WCR, or working capital requirement, is a financial indicator not to be overlooked. It is a measure of the cash flow gap between your revenues and expenses. WCR therefore represents the amount of money needed to keep your business running, between your cash outflows and your cash inflows.

In the building and civil engineering sector, the calculation of working capital must take into account the inventories required to complete your projects, as well as the average outstanding trade receivables and the average outstanding trade payables. Working capital can be financed by equity and/or investments when you set up your company. It can then be re-evaluated according to the sales you generate.

A good estimate of WCR is therefore vital. To secure your funds, you can use Anytime sub-accounts, which work like piggy banks attached to your online business account.

Irregular monitoring of your cash flows

Keeping track of your income is just as important as keeping track of your expenses. If you don't keep a close watch, you won't be able to pull the levers in time to avoid a loss-making situation. You must therefore monitor all your cash flows with the same dedication.

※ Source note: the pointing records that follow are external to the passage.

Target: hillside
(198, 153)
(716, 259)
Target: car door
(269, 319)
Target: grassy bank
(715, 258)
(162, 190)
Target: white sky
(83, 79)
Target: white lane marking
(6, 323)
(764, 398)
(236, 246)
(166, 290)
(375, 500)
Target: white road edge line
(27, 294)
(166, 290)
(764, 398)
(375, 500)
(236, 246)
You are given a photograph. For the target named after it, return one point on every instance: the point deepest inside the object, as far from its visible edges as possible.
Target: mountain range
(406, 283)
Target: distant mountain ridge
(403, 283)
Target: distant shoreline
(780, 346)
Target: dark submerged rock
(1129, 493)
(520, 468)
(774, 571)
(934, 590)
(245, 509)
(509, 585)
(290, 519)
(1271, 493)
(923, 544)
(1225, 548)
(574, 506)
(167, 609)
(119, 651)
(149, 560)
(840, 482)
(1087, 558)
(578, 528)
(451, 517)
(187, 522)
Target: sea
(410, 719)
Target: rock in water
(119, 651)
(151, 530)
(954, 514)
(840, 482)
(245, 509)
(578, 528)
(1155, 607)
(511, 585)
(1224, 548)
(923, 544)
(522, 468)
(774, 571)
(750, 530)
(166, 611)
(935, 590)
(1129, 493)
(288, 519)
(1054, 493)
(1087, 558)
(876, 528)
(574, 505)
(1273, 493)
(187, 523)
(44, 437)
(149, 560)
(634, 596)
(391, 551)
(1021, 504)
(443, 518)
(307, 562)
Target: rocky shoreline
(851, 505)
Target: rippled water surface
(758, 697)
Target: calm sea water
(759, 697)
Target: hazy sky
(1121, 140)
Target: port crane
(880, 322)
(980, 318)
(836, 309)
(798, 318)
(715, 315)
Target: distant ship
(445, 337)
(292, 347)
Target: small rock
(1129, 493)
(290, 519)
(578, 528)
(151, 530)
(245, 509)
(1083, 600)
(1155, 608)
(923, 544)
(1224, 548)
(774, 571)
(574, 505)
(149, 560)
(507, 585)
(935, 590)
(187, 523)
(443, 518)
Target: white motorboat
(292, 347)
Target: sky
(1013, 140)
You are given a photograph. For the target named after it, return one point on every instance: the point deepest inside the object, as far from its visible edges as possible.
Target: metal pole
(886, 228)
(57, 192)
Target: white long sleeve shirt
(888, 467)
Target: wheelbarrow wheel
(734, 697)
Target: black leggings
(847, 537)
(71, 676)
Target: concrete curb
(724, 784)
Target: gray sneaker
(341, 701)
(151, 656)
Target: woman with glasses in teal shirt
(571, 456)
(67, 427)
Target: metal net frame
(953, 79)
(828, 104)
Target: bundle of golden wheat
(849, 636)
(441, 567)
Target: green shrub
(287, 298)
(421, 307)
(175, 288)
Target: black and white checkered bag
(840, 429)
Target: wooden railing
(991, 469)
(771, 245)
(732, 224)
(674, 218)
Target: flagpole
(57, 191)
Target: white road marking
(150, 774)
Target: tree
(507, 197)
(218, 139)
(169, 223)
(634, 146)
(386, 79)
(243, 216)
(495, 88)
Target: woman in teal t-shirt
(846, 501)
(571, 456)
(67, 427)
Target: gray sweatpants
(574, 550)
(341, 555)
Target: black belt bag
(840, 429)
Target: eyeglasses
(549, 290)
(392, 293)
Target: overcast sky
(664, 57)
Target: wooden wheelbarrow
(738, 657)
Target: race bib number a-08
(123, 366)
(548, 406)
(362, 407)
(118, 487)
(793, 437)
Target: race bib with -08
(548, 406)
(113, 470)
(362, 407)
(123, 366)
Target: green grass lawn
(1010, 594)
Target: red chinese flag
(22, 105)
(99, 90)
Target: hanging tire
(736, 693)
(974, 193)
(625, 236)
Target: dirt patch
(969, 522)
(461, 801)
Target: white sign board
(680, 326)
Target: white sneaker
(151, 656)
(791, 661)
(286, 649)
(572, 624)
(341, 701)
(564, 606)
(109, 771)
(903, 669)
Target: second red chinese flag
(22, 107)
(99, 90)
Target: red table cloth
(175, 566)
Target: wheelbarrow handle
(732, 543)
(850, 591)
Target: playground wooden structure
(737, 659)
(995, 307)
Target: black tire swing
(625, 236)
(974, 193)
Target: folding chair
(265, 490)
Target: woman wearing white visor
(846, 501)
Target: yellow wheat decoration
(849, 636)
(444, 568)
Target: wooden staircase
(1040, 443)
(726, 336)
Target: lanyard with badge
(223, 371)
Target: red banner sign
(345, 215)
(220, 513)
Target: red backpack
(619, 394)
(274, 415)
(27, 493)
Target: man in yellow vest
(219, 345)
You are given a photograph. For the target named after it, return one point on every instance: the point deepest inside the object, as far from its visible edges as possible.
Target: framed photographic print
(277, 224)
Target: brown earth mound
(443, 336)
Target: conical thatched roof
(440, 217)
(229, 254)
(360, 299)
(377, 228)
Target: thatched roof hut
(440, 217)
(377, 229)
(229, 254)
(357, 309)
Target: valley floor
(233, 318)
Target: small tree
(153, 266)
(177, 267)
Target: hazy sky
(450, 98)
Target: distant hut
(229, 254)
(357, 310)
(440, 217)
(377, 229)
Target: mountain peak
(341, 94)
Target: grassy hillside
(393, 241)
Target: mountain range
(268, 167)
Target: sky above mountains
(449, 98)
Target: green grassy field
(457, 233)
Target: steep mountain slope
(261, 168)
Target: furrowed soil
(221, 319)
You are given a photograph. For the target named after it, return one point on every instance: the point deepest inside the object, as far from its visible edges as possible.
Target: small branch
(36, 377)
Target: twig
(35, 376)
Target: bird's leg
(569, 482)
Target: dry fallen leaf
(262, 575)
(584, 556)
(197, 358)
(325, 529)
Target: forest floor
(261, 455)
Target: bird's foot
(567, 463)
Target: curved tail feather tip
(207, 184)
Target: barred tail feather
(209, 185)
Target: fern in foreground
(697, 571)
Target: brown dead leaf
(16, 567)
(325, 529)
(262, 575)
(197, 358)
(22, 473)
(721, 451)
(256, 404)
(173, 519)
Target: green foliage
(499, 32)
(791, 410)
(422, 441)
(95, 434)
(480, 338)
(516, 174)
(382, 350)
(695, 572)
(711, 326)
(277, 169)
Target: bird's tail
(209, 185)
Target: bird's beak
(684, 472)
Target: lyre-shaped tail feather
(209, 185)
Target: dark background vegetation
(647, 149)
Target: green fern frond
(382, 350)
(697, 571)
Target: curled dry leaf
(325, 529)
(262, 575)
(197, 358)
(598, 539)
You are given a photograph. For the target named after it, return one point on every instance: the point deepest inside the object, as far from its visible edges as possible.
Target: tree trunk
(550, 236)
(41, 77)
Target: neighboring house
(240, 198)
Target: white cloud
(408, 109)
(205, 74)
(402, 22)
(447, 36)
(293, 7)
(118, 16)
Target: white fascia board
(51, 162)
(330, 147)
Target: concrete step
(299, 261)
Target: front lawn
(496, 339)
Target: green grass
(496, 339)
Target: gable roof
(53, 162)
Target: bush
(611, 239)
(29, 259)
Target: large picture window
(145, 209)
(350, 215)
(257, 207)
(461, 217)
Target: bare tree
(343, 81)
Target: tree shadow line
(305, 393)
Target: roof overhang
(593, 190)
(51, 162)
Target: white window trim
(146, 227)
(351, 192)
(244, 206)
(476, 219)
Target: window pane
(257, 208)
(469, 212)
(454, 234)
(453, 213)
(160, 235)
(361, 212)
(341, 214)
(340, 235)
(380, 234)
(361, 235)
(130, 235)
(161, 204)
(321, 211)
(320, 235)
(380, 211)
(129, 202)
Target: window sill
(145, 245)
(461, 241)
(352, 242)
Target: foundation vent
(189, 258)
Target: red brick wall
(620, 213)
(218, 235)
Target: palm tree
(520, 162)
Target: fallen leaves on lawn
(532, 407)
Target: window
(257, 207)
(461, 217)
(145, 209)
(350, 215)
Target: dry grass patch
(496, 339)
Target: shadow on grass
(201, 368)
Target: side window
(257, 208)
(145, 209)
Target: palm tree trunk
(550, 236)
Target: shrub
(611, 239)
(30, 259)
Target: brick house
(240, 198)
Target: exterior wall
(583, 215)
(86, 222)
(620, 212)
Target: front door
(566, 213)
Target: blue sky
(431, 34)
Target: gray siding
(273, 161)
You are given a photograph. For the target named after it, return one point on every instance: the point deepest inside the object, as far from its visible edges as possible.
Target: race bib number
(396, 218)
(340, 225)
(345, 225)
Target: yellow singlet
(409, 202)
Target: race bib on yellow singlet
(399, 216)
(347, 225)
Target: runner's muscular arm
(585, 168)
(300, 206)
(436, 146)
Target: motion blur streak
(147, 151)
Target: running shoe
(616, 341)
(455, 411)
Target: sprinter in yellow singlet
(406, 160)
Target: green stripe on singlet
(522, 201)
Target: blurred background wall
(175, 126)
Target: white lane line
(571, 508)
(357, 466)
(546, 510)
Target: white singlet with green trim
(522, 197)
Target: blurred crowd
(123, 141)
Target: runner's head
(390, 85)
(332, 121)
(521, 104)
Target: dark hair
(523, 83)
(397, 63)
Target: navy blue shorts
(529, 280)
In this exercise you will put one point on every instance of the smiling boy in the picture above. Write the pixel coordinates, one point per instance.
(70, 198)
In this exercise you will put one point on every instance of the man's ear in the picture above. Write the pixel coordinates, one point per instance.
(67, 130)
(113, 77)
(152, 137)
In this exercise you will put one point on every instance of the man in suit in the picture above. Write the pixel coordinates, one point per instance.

Keeping track of accounts receivable is a time-consuming task, not least because of the different payment terms applicable in the construction industry. The online business account enables you to reduce your DSO and improve your WCR. In particular, you canidentify unpaid invoices and program a sequence of automated reminders.

As for cash outflows, your online account management interface gives you real-time visibility of your teams' spending, with the option of defining a budget not to be exceeded, and setting bank card parameters (limits, withdrawal authorizations, etc.).

Late billing

In the construction industry, administrative tasks are often put off. However, a backlog of invoices inevitably leads to longer payment deadlines. This is another pitfall to avoid in your cash flow management as a building and civil engineering craftsman.

The speed with which your documents are issued and their legal conformity have a positive impact on your company's finances. For this, you can rely on the invoicing tool integrated into your online account. In just a few clicks, you can go from costing to quotation to invoicing.


Poor relations with your suppliers

You need to procure a variety of materials to carry out your work. This means that suppliers play an important role in the delivery of your services and the management of your inventory. If you neglect relations with your commercial partners, you'll probably have to pay cash for your orders, which will have a direct impact on your working capital requirements.

Maintaining good relations with your suppliers has a positive impact on your cash flow. You can negotiate deferred payment for goods, pending collection of accounts receivable. From your online business account, you can easily choose the payment method you wish to apply to your business partners: one-off transfers or direct debits.

Lack of cash flow financing solutions

Your construction business is not immune to the unexpected. Your company's financial security also depends on your ability to manage crisis situations. That's why it's risky not to develop a contingency strategy.

While you can't plan for everything, you can still draw up an action plan, in particular by taking a look at the cash flow financing solutions available to you. The online account offers you a range of options, from factoring to short-term financing.